Such a ridiculous and over-the-top display of vigilantism. It has to be seen to be believed. It's totally entertaining for its schlocky B-Movie action.
I've never seen a Death Wish. Are they all this bonkers!?!?! Man this movie was hilarious. At times it felt like a spoof of a bad movie. Like the cuts were so sporadic and all over the place even just normal conversation was hard to follow sometimes. Hilarious! Love it!
Steps a toe into so bad It's good territory but not quite. I was looking forward to hearing the soundtrack by Jimmy Page, but there was no indication whatsoever that sonically he had anything to do with it I don't know. Some aspects are a four others are a 6 so I guess I'll settle on a 5.

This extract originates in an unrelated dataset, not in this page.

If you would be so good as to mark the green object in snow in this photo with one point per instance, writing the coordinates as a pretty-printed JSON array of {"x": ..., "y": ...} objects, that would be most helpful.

The only honest reason to watch Death Wish 3 is to watch Charles Bronson turn aging male grievance into urban artillery. And to be fair, the movie understands that perfectly. Bronson was 63 when it came out, yet the film still treats him like an unstoppable grandfather of vengeance who can kill punks, attract women, and glare a city block into submission. The acting is bad, the psychology is nonexistent, and the cops are written like they were assembled from stale donut crumbs and administrative incompetence, but none of that is really the point. You do not come to a Bronson movie for Shakespeare. You come to watch him exterminate street thugs with the calm professionalism of a man taking out the trash. The movie is also shamelessly sleazy: brutal sexual violence, random toplessness, cartoonishly violent gang mayhem, and a level of urban panic that feels less like New York and more like a revenge-fantasy comic strip with garbage fires. Roger Ebert called it only marginally better than Death Wish II, which sounds harsh until you realize he still thought it was basically junk with improved explosions. That said, junk can be fun, and this movie absolutely is. The twist of the police captain quietly backing Bronson’s war on punks gives the whole thing a hilariously crooked logic, like the system itself has decided paperwork is overrated. As for whether New York was really that violent, it was extremely violent in the mid-1980s, but not in this comic-book way. An NYPD report notes homicide rose from 1,392 in 1985 to 2,262 in 1990, so the city’s violence problem was real even if this movie turns it into a feral-video-game apocalypse.